The independent body tasked with overseeing environmental flows to rivers affected by the Snowy Hydro scheme faces the axe this week, to be replaced by a panel handpicked by NSW Minister for Primary Industries Katrina Hodgkinson.

The bill to scrap the Snowy Scientific Committee is expected to be passed in the state’s upper house as soon as Tuesday, with Ms Hodgkinson confident the O’Farrell government has enough votes to override Labor and the Greens opposition.

The committee, which ended its first three-year term in 2011 and had been waiting for its re-appointment ever since, “was never properly resourced” and its members lacked the broader community reach that a new 13-member advisory group will bring, Ms Hodgkinson said.

“One of its key weaknesses was that it was firmly independent of government, which didn’t fit in with other water advisory committees,” Ms Hodgkinson said.

Scientists, including former members of the six-member scientific committee, said the separation from powerful interests such as the giant Snowy Hydro Ltd gave the panel a critical watchdog role that is likely to be lost. Irrigators, Snowy Hydro and government officials from NSW and Victoria are likely to hold sway, they say.

Independence is “the way scientists give you the best advice”, said Sam Lake, an aquatic expert from Monash University, who served on the committee. “To get the answer you want, go to a consultant but don’t go to an independent  panel.”

Completed in 1967, the Snowy Hydro scheme diverted 99 per cent of the headwaters of the Snowy River and also captured flows of other rivers such as the upper Murrumbidgee.

The federal, NSW and Victorian governments agreed in 2002 to return as much as 21 per cent of the average annual natural flows to the Snowy below the Jindabyne dam – with a longer term goal of 28 per cent - to restore its health.
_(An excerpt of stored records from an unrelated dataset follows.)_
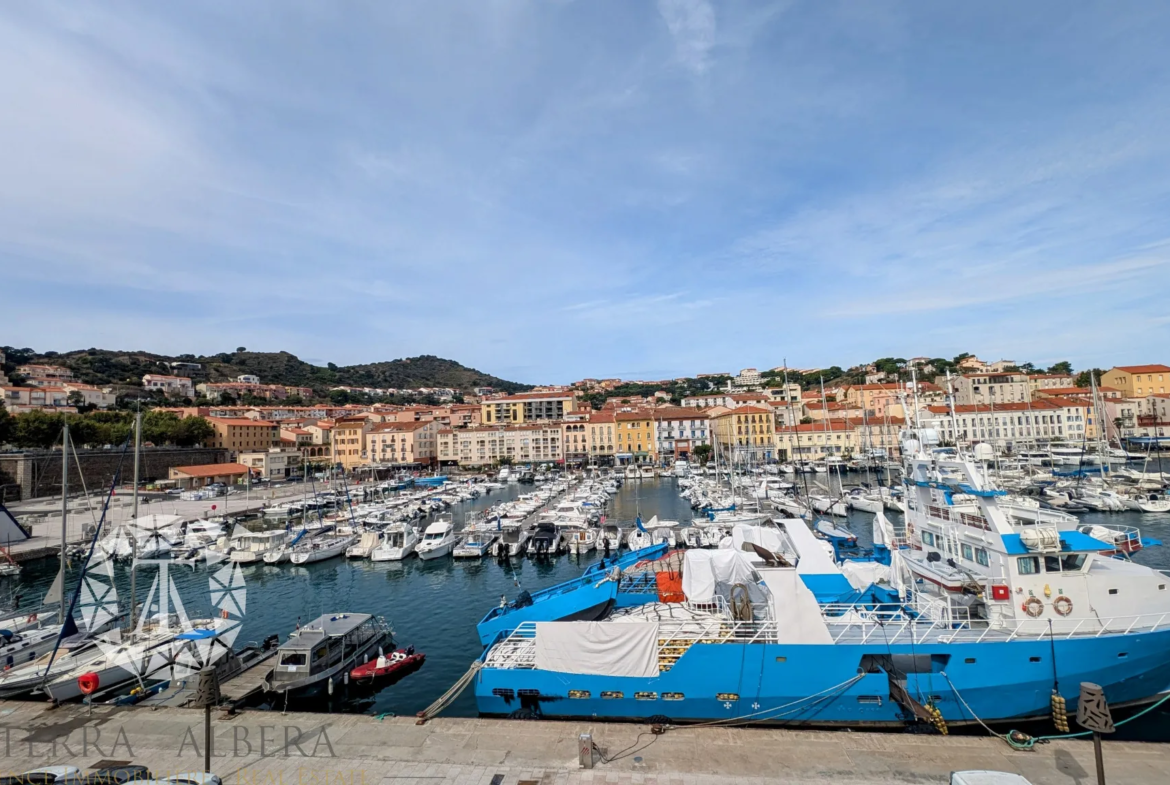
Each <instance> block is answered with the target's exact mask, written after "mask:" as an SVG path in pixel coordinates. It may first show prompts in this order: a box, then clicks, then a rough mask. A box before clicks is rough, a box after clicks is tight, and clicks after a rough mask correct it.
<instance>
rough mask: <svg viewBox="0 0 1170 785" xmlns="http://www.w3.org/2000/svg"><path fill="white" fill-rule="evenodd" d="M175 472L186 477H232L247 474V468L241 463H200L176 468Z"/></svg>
mask: <svg viewBox="0 0 1170 785" xmlns="http://www.w3.org/2000/svg"><path fill="white" fill-rule="evenodd" d="M174 470H176V471H179V473H181V474H185V475H187V476H188V477H232V476H235V475H240V474H248V467H246V466H243V464H242V463H201V464H199V466H177V467H174Z"/></svg>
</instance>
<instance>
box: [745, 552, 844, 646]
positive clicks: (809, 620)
mask: <svg viewBox="0 0 1170 785" xmlns="http://www.w3.org/2000/svg"><path fill="white" fill-rule="evenodd" d="M762 574H763V576H764V584H765V585H766V586H768V590H769V591H770V592H771V593H772V618H773V619H775V620H776V635H777V642H778V643H832V642H833V636H832V635H830V634H828V627H827V626H826V625H825V618H824V617H823V615H821V613H820V605H818V604H817V598H815V597H814V595H813V593H812V592H811V591H808V587H807V586H805V583H804V580H803V579H801V578H800V576H799V574H797V571H796V570H789V569H782V570H764V571H763V573H762Z"/></svg>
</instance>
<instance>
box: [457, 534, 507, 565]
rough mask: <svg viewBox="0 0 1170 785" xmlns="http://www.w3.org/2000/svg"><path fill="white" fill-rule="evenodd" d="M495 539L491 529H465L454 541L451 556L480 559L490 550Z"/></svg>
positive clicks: (495, 538)
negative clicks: (476, 529)
mask: <svg viewBox="0 0 1170 785" xmlns="http://www.w3.org/2000/svg"><path fill="white" fill-rule="evenodd" d="M495 539H496V535H495V532H493V531H482V530H480V531H466V532H463V535H462V536H461V537H460V538H459V542H457V543H455V548H454V550H452V556H454V557H455V558H456V559H482V558H483V557H484V556H487V555H488V551H490V550H491V544H493V543H494V542H495Z"/></svg>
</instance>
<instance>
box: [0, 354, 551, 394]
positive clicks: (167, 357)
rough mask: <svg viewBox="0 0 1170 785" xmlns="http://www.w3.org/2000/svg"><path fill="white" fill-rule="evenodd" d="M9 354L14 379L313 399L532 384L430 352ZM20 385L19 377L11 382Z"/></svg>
mask: <svg viewBox="0 0 1170 785" xmlns="http://www.w3.org/2000/svg"><path fill="white" fill-rule="evenodd" d="M2 349H4V350H5V352H6V354H7V359H6V361H5V366H4V372H5V373H6V374H8V376H9V377H12V374H13V373H14V372H15V369H16V366H19V365H23V364H26V363H43V364H50V365H61V366H64V367H68V369H69V370H71V371H73V372H74V374H75V376H76V377H77V380H78V381H83V383H85V384H92V385H97V386H101V387H104V386H111V385H112V386H124V387H142V378H143V374H146V373H176V374H178V376H190V377H191V378H192V380H193V381H195V383H197V384H199V383H201V381H234V380H235V378H236V377H239V376H242V374H246V373H250V374H254V376H257V377H260V380H261V383H263V384H277V385H287V386H296V387H311V388H312V391H314V393H315V395H317V397H325V395H326V394H328V392H329V390H330V388H331V387H337V386H351V387H397V388H418V387H450V388H453V390H457V391H460V392H470V391H472V390H473V388H475V387H493V388H495V390H501V391H505V392H522V391H524V390H530V388H531V385H524V384H519V383H516V381H508V380H505V379H500V378H496V377H494V376H490V374H487V373H483V372H481V371H476V370H475V369H469V367H464V366H463V365H460V364H459V363H456V361H454V360H447V359H442V358H439V357H433V356H431V354H424V356H421V357H408V358H405V359H398V360H391V361H387V363H371V364H365V365H350V366H338V365H335V364H332V363H330V364H329V365H326V366H325V367H322V366H319V365H312V364H310V363H305V361H304V360H301V359H298V358H297V357H296V356H295V354H290V353H289V352H249V351H247V349H245V347H243V346H240V347H239V349H236V350H235V351H234V352H220V353H219V354H211V356H195V354H179V356H174V357H172V356H166V354H154V353H151V352H123V351H110V350H104V349H84V350H77V351H70V352H61V353H59V352H43V353H39V352H36V351H34V350H32V349H13V347H11V346H5V347H2ZM172 363H198V364H199V365H200V366H201V367H200V369H199V370H198V371H197V370H188V369H180V370H173V371H172V367H171V364H172ZM13 380H14V381H18V383H19V378H18V379H13Z"/></svg>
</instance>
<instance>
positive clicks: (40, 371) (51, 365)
mask: <svg viewBox="0 0 1170 785" xmlns="http://www.w3.org/2000/svg"><path fill="white" fill-rule="evenodd" d="M16 373H19V374H20V376H22V377H25V383H26V384H27V385H29V386H32V387H60V386H61V385H62V383H66V381H75V379H74V374H73V371H70V370H69V369H66V367H61V366H60V365H37V364H29V365H18V366H16Z"/></svg>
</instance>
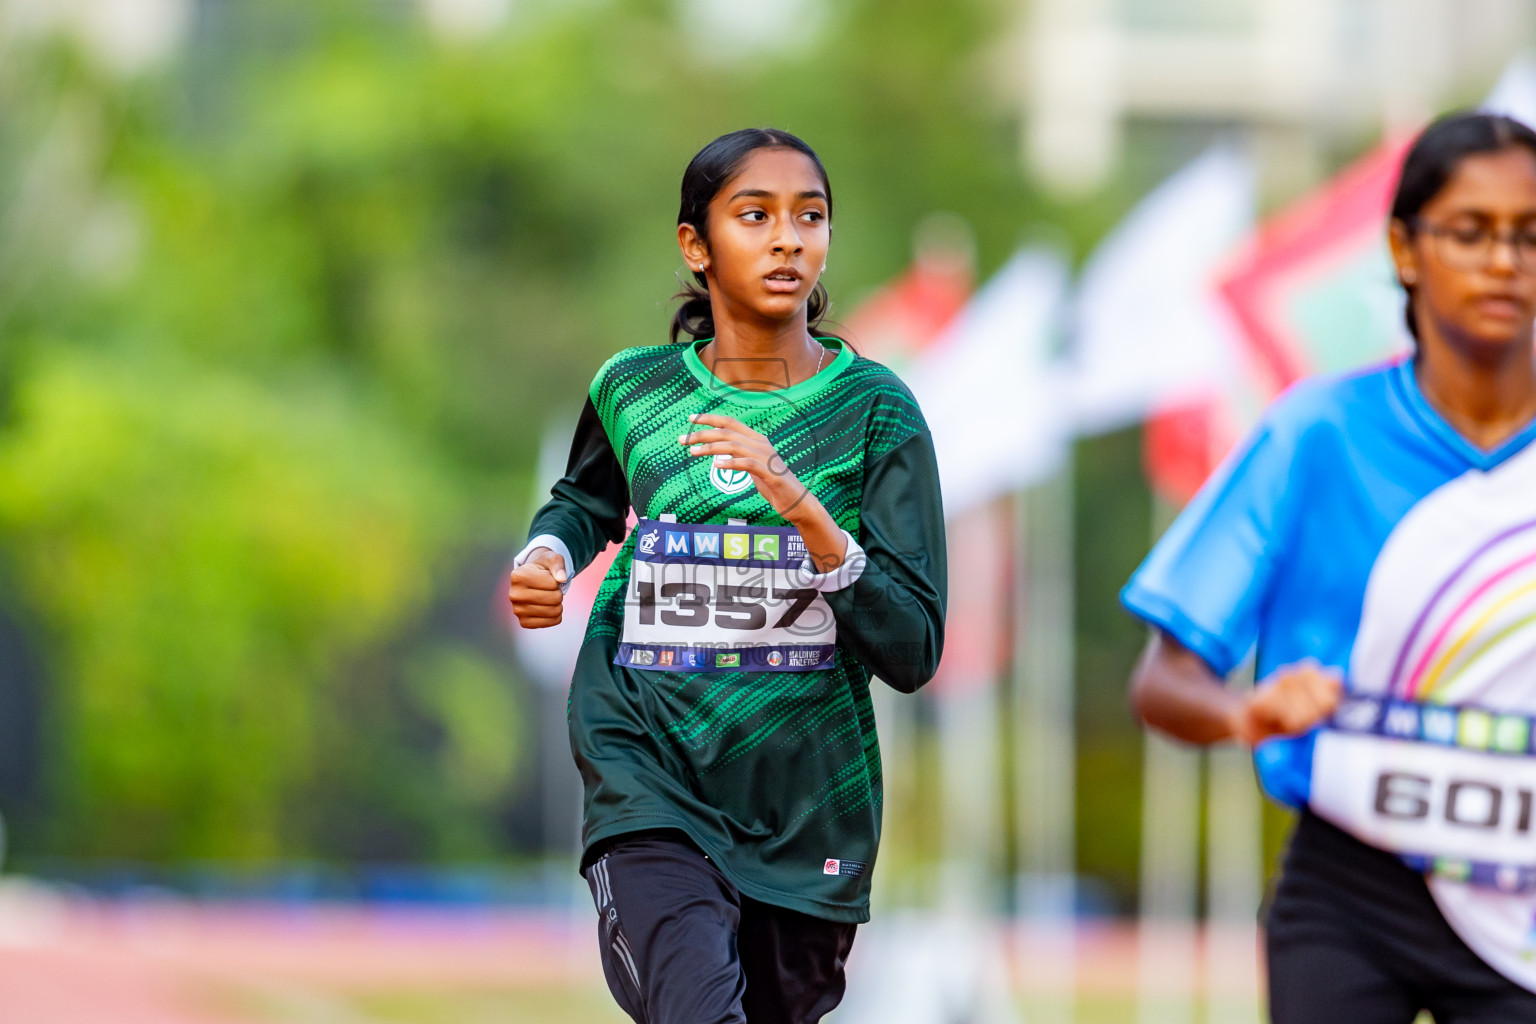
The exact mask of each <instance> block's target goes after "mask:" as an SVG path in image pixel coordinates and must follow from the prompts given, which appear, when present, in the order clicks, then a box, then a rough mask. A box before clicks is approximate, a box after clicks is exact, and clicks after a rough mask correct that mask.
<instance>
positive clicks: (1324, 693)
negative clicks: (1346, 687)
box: [1232, 660, 1344, 746]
The pact set up the Snowy Scientific Committee to oversee the flows.

Acacia Rose, a member of activist group, the Snowy River Alliance, said the hydro scheme ‘‘had cut the Snowy River off at the knees’’. Without independent scientists, the catchment’s needs would be neglected, she said.

Committee members say the panel was starved of funds from the start and even its own website was funded by an anonymous donor. 

“We were never advised of what our budget was, never given any financial statements,” said Jane Roberts, an ecologist and former chair of the committee.

It was only getting started at looking at the flows needed to restore other rivers, such as the Murrumbidgee “when we were sacked”, Professor Lake said.

Teresa Rose, head of a Snowy River monitoring project shut down by the O’Farrell government, said the environmental flows including 190 gigalitres in the 2013-14 year were making a difference: “With the releases I’ve seen the beginning of the recovery of the river – but only the beginning.”

John Kaye, a Greens member of the upper house, said the proposed advisory panel would not hold the governments to account on the adequacy of future environmental flows.

“The previous (Labor) government gambled with the future of a unique environment,” Mr Kaye said. “This government is making it a dead certain loss.”

The Victorian government supports the move of its Coalition counterpart in NSW.

"While valuable work has been done by the Snowy Scientific Committee, it is now timely to move to a broader base of scientific, community and government advice," said a spokeswoman for Water Minister Peter Walsh.